Only the correct sequence is shown here.

  1. MCU initialization and clocks
    HAL_Init() → SystemClock_Config() → PeriphCommonClock_Config()
  2. Peripheral initialization
    GPIO, LTDC/DSI, DMA2D/MDMA, SPI, timers, external memory (SDRAM/QSPI)
  3. TouchGFX initialization
    MX_TouchGFX_Init() → MX_TouchGFX_PreOSInit()
  4. SPI initialization for RiBUS
    MX_SPI1_Init() (or selected instance)
  5. EVE4 initialization
    EVE4_RiBUS_Init(&eve)
    EVE4_RiBUS_ConfigIPS70(&eve)
  6. Start FreeRTOS
    osKernelInitialize() → MX_FREERTOS_Init() → osKernelStart()

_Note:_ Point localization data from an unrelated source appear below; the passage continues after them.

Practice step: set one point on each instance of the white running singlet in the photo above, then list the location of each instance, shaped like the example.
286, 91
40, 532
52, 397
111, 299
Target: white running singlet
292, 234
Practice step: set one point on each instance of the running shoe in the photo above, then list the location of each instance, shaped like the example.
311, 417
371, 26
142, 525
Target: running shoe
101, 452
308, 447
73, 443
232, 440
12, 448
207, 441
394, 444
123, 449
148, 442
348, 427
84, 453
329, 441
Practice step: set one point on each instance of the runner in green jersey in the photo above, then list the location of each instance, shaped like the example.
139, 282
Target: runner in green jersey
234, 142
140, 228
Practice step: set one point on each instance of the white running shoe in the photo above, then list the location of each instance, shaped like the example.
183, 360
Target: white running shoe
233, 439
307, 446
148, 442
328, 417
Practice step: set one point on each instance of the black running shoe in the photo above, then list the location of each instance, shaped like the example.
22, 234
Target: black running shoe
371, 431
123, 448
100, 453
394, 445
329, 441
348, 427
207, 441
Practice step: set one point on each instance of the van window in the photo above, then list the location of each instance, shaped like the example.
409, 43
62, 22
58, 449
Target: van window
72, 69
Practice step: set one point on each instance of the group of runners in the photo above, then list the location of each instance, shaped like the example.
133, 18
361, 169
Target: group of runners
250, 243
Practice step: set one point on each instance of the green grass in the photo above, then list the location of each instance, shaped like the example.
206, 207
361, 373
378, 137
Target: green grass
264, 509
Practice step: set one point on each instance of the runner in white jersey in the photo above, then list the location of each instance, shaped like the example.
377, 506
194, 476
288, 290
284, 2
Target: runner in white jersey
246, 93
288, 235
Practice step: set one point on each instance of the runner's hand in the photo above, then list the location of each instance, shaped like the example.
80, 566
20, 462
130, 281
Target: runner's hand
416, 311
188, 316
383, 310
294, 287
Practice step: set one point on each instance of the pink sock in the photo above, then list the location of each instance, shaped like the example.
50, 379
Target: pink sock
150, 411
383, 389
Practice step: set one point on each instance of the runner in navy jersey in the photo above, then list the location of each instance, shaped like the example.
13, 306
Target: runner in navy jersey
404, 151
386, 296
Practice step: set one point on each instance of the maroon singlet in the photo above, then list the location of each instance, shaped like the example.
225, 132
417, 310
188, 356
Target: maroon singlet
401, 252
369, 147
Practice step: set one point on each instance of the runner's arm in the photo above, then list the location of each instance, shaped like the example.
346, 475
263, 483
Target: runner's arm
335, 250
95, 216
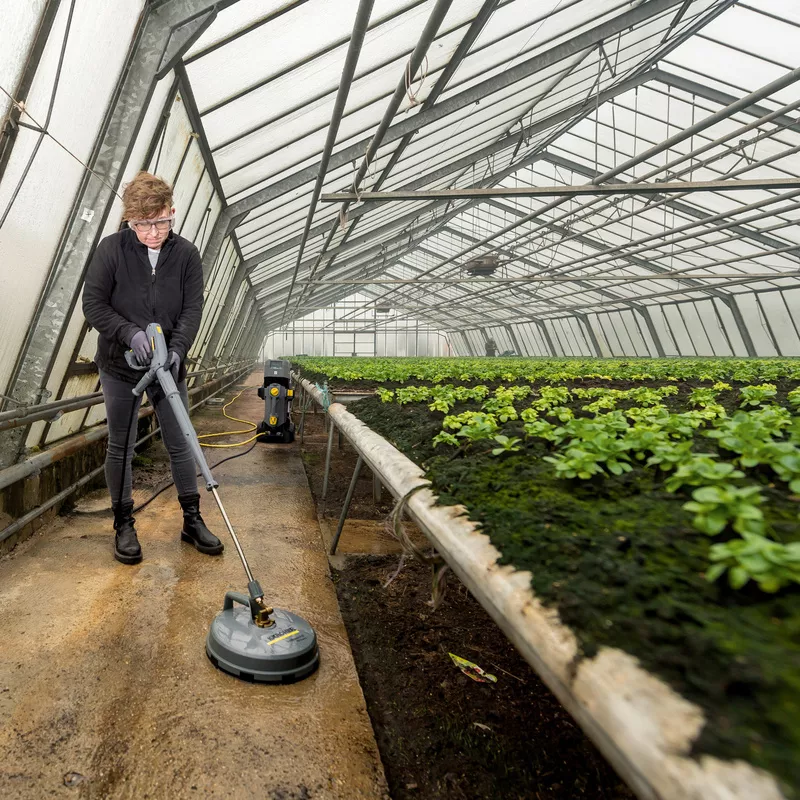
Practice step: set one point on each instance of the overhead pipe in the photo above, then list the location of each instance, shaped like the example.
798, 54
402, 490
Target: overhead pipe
348, 72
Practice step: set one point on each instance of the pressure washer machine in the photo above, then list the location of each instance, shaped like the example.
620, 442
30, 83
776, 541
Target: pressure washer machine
277, 395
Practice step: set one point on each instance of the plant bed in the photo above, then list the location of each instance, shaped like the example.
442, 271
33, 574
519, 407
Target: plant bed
624, 562
442, 735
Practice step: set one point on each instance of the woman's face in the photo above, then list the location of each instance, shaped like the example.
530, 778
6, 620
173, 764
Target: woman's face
151, 235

Following this sequence avoids subtle startup issues and ensures that both rendering paths are initialized cleanly. TouchGFX starts with a fully configured display pipeline, and the EVE4 is ready to render as soon as its FreeRTOS task begins execution.

Project structure

This project keeps the TouchGFX UI and the EVE4 integration clearly separated.

  • CM7/Core/
    MCU startup and peripheral initialization (main.c, *_init.c)
    system configuration and board bring-up
  • CM7/TouchGFX/
    TouchGFX application (screens, widgets, assets)
    main UI logic (master display)
  • Application/User/Core/
    app_state.c / app_state.h
    – shared master/slave application state (gAppState)
    eve4_ribus.c / eve4_ribus.h – low-level EVE4 driver (SPI + register access + display list helpers)
    eve_task.c – EVE FreeRTOS task (render loop + touch handling on the slave display)
  • Application/User/gui/ (TouchGFX user layer)
    e.g. Screen1View.cpp/.hpp – master UI logic (propose color, reflect slave state)

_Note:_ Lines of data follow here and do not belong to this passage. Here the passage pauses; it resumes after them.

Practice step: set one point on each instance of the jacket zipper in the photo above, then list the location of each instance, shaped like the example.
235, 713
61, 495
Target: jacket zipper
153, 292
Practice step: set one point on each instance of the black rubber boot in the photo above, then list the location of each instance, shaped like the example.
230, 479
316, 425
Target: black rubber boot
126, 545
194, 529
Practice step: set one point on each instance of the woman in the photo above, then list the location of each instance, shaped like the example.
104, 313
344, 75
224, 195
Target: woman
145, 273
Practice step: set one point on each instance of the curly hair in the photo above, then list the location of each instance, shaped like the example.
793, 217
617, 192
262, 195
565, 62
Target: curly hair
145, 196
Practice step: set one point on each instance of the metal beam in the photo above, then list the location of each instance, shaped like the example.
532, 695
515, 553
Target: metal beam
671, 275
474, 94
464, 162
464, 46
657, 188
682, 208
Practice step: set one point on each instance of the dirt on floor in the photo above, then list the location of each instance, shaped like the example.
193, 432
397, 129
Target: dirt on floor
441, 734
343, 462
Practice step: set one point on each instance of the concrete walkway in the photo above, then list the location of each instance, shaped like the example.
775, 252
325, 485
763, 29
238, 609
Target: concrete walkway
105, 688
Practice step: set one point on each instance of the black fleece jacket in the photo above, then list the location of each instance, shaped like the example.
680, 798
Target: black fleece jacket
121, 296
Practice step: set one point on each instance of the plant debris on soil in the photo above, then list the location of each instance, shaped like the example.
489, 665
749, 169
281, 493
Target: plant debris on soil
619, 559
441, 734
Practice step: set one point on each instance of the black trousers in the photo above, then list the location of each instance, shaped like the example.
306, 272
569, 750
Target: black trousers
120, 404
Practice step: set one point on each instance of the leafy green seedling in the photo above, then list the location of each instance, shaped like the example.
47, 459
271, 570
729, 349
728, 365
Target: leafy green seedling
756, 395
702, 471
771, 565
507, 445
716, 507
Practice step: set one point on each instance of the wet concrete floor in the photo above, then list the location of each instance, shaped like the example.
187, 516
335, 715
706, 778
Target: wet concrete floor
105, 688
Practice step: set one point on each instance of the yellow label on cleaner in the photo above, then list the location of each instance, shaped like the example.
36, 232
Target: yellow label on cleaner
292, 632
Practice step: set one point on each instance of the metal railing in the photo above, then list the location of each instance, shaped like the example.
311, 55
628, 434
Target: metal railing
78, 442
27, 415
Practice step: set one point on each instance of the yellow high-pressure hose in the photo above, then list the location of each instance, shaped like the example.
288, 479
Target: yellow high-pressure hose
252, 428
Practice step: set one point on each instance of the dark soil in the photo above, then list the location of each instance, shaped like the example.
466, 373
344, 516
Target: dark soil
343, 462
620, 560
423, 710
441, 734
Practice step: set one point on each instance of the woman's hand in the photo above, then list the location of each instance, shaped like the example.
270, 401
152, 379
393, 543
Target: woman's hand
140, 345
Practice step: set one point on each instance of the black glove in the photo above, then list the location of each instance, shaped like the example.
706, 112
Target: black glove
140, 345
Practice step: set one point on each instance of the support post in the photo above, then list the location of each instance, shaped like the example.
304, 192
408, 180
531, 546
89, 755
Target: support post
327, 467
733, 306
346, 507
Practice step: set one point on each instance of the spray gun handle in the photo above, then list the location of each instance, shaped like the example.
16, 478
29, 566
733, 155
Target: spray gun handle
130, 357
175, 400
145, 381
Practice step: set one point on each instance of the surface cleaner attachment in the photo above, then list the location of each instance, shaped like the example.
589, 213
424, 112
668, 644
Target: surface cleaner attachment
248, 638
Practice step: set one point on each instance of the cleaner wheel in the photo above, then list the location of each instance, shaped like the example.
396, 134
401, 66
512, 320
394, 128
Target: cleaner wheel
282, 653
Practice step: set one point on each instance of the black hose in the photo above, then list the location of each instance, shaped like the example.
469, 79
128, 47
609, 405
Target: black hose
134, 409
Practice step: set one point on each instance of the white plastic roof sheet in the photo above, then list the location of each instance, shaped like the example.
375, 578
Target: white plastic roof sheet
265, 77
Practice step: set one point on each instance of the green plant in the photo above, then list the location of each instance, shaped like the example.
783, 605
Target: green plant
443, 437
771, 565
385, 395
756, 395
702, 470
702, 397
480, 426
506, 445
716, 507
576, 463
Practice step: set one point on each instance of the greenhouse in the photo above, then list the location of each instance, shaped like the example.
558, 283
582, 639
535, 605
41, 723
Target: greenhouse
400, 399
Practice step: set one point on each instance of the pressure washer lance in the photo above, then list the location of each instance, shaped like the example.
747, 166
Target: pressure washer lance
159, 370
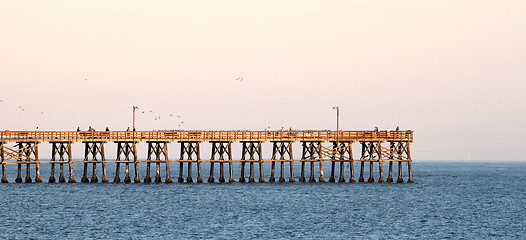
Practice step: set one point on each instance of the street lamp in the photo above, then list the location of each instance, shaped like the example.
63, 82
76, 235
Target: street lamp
337, 120
134, 107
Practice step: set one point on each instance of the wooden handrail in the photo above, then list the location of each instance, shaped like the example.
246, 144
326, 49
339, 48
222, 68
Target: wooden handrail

Runtime model (TouchGFX + EVE task)

The application runs under FreeRTOS and uses two independent execution contexts:

TouchGFX task (master display)

Handles the main UI rendering and touch interaction on the STM32-driven display.
User actions update the shared state (gAppState).

EVE task (slave display)

Builds and swaps EVE display lists and processes touch input on the EVE4 display. Decisions (accept/reject) update gAppState and are reflected back on the master UI. Both rendering paths react to the same shared application state, keeping the architecture simple and the responsibilities clearly separated.

EVE rendering recap

The EVE4 display is updated using a standard display list sequence executed by
the EVE GPU:
CLEAR_COLOR_RGB() – set background color
CLEAR() – clear the drawing buffers
drawing commands
DISPLAY() – terminate the display list
Flush_DL_Buffer() – copy commands to RAM_DL
DLSWAP_FRAME – make the new frame visible
This low-level rendering flow is intentionally kept simple and unchanged, providing
full control over how and when the EVE4 updates its display.

Result

With this setup:

  • both displays run simultaneously,
  • both displays react to touch input,
  • user interaction on one screen is reflected on the other.

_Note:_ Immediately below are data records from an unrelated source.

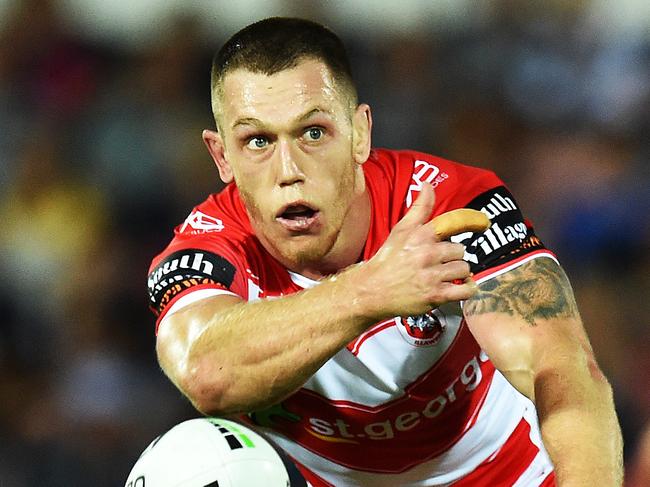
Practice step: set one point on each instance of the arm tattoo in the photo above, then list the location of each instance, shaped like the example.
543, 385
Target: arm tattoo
536, 290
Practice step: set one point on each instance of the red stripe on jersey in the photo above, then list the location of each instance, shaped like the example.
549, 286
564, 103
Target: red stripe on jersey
311, 477
434, 412
356, 344
508, 464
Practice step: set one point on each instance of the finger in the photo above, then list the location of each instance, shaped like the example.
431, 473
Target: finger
449, 252
459, 221
455, 272
420, 211
460, 292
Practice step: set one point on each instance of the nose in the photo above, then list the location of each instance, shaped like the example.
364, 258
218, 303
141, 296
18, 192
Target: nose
289, 171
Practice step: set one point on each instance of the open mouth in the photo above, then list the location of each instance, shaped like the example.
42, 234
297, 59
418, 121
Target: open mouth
297, 216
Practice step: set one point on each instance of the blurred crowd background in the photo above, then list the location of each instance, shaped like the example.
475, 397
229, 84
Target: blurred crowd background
101, 156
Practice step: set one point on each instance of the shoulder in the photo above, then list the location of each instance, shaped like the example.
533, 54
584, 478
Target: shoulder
219, 224
456, 184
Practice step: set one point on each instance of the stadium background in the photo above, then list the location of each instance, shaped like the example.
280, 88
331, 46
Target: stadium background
101, 110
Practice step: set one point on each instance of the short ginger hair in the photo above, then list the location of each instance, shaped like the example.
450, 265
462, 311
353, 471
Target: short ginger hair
278, 43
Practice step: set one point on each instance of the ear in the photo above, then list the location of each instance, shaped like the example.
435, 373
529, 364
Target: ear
361, 133
217, 150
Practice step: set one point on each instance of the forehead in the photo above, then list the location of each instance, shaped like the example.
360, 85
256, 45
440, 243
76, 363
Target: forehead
283, 95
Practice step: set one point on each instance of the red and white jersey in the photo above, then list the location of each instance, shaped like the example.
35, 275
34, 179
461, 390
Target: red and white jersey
413, 401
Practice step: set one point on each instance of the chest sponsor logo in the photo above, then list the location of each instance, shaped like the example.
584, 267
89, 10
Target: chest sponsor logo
198, 222
423, 172
433, 414
423, 330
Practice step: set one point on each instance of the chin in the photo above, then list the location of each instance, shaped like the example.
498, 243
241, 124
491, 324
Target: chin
307, 254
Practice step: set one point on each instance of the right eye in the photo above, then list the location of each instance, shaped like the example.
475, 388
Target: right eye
257, 143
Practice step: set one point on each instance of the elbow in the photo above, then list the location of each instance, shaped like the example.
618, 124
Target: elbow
208, 390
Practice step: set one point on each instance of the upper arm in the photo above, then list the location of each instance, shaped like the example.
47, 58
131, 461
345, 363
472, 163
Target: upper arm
527, 321
178, 330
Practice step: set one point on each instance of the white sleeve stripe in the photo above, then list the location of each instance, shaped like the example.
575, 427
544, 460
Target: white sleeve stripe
193, 297
515, 264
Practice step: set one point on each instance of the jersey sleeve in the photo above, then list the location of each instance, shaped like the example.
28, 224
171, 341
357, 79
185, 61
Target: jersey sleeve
510, 240
201, 261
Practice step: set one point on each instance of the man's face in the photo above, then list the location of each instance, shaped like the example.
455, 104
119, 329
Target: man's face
292, 144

The result is a clean and scalable dual-display architecture driven by a single STM32H7, where one application controls two independent rendering paths with clearly separated responsibilities.

Summary and next steps

This template provides a starting point for systems requiring two displays driven by one microcontroller, using different rendering models but a shared application logic.

It can be extended naturally:

  • expand the shared state,
  • introduce advanced EVE graphics features,
  • adapt the interaction model to more complex workflows,
  • migrate to newer EVE generations.

The complete reference project is available on GitHub:
https://github.com/riverdi/STM32H7-EVE4

This project is designed as a practical foundation for scalable dual-display systems based on STM32 and EVE.